Harvard teachers voted earlier this week to ratify a new one-year contract, bringing the town budget for fiscal 2011 closer to final form. The School Committee also voted to approve the contract, although the approval technically remains “tentative” until the agreement is incorporated into a final document that both parties can review and sign.
The terms of the new contract were not released immediately. Superintendent Thomas Jefferson noted that it includes a 1 percent time/wage adjustment. The contract is also based on a townwide health insurance plan that establishes the same benefits for all town employees.
The School Committee approved the contract 4-0, with Chairman Keith Cheveralls abstaining. Cheveralls is barred from voting on the contract under conflict-of-interest rules, because his wife is a teacher in the Harvard school system. Cheveralls explained that he will seek advice from school counsel Naomi Stromberg as to whether he can legally be a signatory to the final agreement.
After the vote, Cheveralls stated that he wished to acknowledge “the hard work of every single one of my colleagues on the School Committee, the superintendent, the town administrator, the Board of Selectmen, and a whole variety of other folk who really did contribute to what I now know was an incredibly grounded effort to bring some multi-faceted issues, complex issues, to closure in such a timely manner. I’m humbled by the dedication and hard work that many people have put in while I, of course, have been recusing myself on the sidelines because my wife Mary Anne is a teacher in Harvard.”

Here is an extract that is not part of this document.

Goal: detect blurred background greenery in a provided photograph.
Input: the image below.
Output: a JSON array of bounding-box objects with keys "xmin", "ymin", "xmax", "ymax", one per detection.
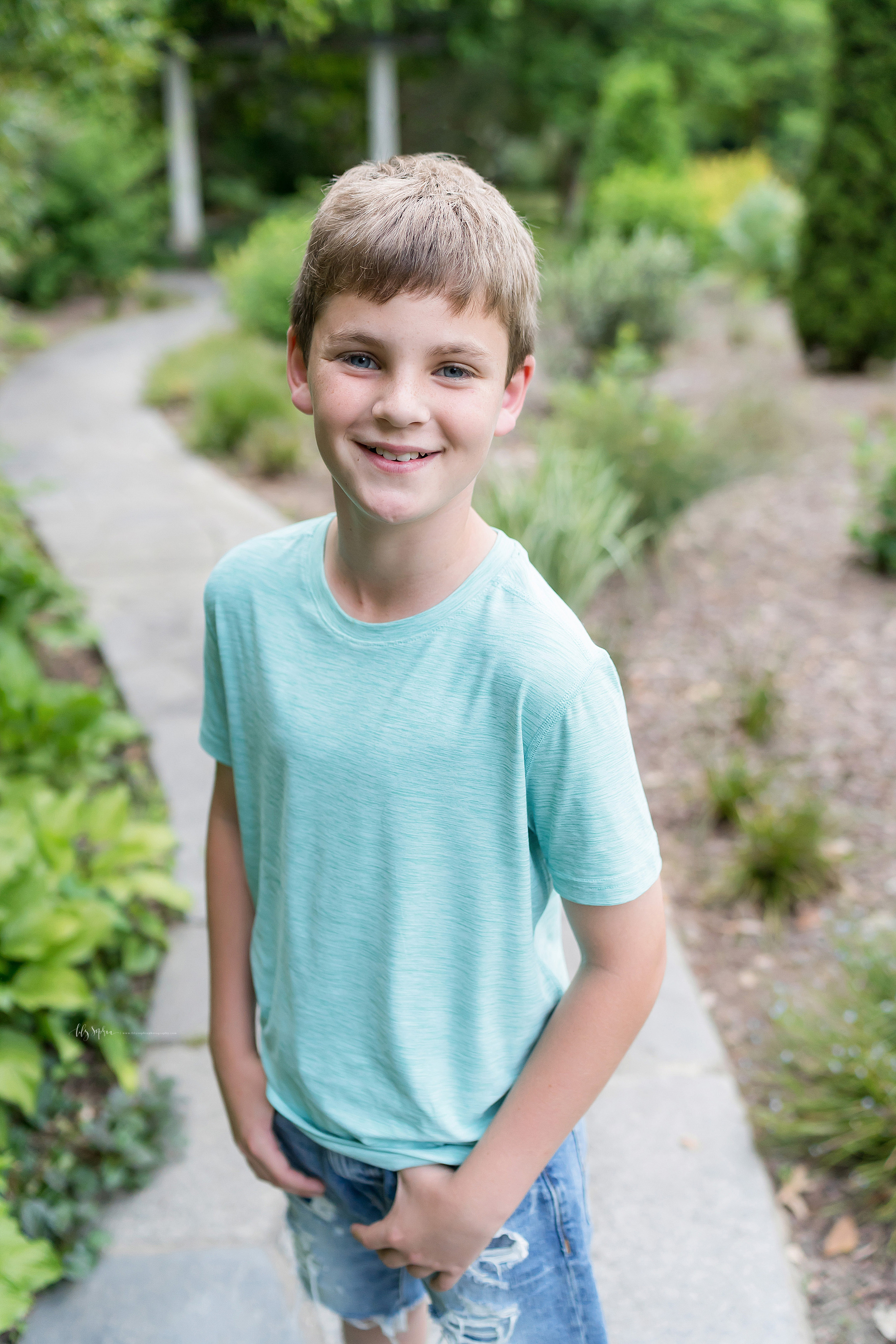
[{"xmin": 0, "ymin": 0, "xmax": 830, "ymax": 306}]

With the agreement on the teacher’s contract, the school budget for fiscal year 2011 stands at $12,753,491. The amount on which the town will vote in the omnibus budget at the Annual Town Meeting is expected to be $11,094,861. The difference between the two amounts—$1,658,630—is the amount that the schools obtain from other sources, including state aid, school choice funds, and the contract with MassDevelopment to educate the Devens students.